Dans un communiqué diffusé à la télévision nationale, le gouvernement du capitaine Ibrahim Traoré a justifié cette rupture par des accusations précises contre la France. Les autorités burkinabè dénoncent un « activisme incessant » de Paris, qu’elles qualifient de menace pour les intérêts nationaux et de tentative de perpétuer des ambitions « néocoloniales » en Afrique de l’Ouest.
une décision qui s’inscrit dans une politique de souveraineté
Cette rupture diplomatique intervient après des années de tensions croissantes entre Ouagadougou et Paris, particulièrement depuis l’arrivée au pouvoir de la junte militaire en septembre 2022. Depuis, les relations entre les deux pays n’ont cessé de se dégrader, reflétant une volonté de réaffirmation de la souveraineté burkinabè.
réactions immédiates et précisions gouvernementales
Face à cette annonce, le ministère français des Affaires étrangères a réagi en exprimant son « regret » face à une décision qualifiée de « hostile et sans fondement ». Cependant, les autorités burkinabè ont tenu à préciser que cette rupture ne concernait que le cadre diplomatique entre les deux États. Elles ont souligné que les liens humains, culturels et historiques entre les peuples français et burkinabè restaient intacts.
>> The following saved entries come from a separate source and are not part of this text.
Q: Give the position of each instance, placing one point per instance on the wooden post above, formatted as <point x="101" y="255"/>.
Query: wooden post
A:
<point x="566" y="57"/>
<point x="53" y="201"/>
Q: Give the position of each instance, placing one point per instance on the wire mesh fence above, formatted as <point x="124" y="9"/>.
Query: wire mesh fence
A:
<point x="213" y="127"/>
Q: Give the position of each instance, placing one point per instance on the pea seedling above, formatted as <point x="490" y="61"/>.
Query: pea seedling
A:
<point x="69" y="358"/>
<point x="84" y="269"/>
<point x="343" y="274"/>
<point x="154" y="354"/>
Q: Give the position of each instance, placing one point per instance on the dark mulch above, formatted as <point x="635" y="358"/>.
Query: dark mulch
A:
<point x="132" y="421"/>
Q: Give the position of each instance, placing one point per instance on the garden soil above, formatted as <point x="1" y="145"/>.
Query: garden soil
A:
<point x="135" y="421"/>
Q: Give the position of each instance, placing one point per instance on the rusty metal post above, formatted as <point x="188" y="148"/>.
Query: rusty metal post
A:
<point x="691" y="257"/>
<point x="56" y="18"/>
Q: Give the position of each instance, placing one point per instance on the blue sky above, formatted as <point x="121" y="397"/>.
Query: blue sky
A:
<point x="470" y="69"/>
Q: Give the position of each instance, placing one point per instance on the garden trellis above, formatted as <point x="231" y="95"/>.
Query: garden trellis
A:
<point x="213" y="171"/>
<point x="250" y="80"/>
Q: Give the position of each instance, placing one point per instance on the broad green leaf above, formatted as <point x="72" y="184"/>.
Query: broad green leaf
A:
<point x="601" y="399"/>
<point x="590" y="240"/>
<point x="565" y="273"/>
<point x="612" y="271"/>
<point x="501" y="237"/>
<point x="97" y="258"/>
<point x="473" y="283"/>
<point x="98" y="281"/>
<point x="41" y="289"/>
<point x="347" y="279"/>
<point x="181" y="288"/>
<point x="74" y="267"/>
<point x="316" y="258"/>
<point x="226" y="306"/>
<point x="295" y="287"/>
un virage diplomatique engagé depuis 2022
Depuis son arrivée au pouvoir, le capitaine Ibrahim Traoré a profondément transformé la politique étrangère du Burkina Faso. Dès 2023, Ouagadougou avait déjà obtenu le départ des forces françaises stationnées sur son territoire, dénoncé les accords de coopération militaire avec Paris et demandé le rappel de l’ambassadeur de France.
Parallèlement, plusieurs médias internationaux, notamment français, ont vu leurs activités suspendues ou interdites dans le pays. Plusieurs journalistes étrangers ont également été contraints de quitter le Burkina Faso, illustrant une politique de fermeté sans précédent.
un contexte régional marqué par des recompositions géopolitiques
Cette rupture diplomatique s’inscrit dans un mouvement plus large de recomposition des équilibres au Sahel. Le Burkina Faso, le Mali et le Niger, tous dirigés par des régimes militaires, ont quitté la Communauté économique des États de l’Afrique de l’Ouest (CEDEAO) pour fonder l’Alliance des États du Sahel (AES). Cette alliance vise à construire une coopération régionale indépendante, affranchie des influences extérieures traditionnelles.
Sur le plan intérieur, le régime d’Ibrahim Traoré a également durci sa politique. Ces derniers mois, plusieurs journalistes, membres de la société civile, responsables religieux et organisations étudiantes ont fait l’objet de mesures restrictives, dénoncées par des organisations de défense des droits humains.
La rupture des relations diplomatiques avec la France représente ainsi un jalon décisif dans la politique étrangère du Burkina Faso. Elle pourrait avoir des répercussions durables sur les équilibres diplomatiques et sécuritaires en Afrique de l’Ouest, tout en redéfinissant les alliances régionales.